In a streamed news conference, Luhut also said that vaccine efficacy was weaker against the Delta variant of the virus that accounted for most infections on Java island, but urged people to get inoculated to help prevent serious illness and death.

Indonesia on Wednesday reported a record 54,000 infections, up more than tenfold on the number of cases at the start of June, despite new containment measures.

Read also: Self-isolation patients scramble for help amid Indonesia’s second COVID-19 wave

"Indonesia could become the epicentre of the pandemic, but it's already the epicentre of Asia," said Dicky Budiman, an Indonesian epidemiologist at Australia's Griffith University, quoted by AFP.

"If you look at the population difference between India and Indonesia... then the pandemic is far more serious than in India."

Concerns are mounting over the ability of Indonesian regions to cope with a spike in coronavirus cases, according to Health Minister Budi Gunadi Sadikin, as the highly transmissible Delta variant spreads quickly across the world's largest archipelago.

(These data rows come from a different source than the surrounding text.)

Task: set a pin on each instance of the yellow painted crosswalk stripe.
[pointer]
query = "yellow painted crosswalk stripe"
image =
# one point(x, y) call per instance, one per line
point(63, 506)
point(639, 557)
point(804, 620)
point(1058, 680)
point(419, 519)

The Delta variant first identified in India has been found in 11 areas outside of the densely populated Java island, health minister Budi Gunadi Sadikin said, quoted by Reuters.

Cases and bed occupancy rates have risen in parts of Sumatra, Papua and Kalimantan, or Indonesian Borneo, and far-flung regions like West Papua were especially concerning, he told parliament this week.

Read also: Fears rise of looming COVID-19 crisis outside Java

"We must monitor this tightly, because if there's something happening there, their health capacities are below Jakarta or Java," Budi said.

In East Nusa Tenggara, infections have more than doubled in the last three days, while in Lampung on Sumatra bed occupancy on Monday had reached 86 percent, East Kalimantan at 85 percent, and West Papua at 79 percent.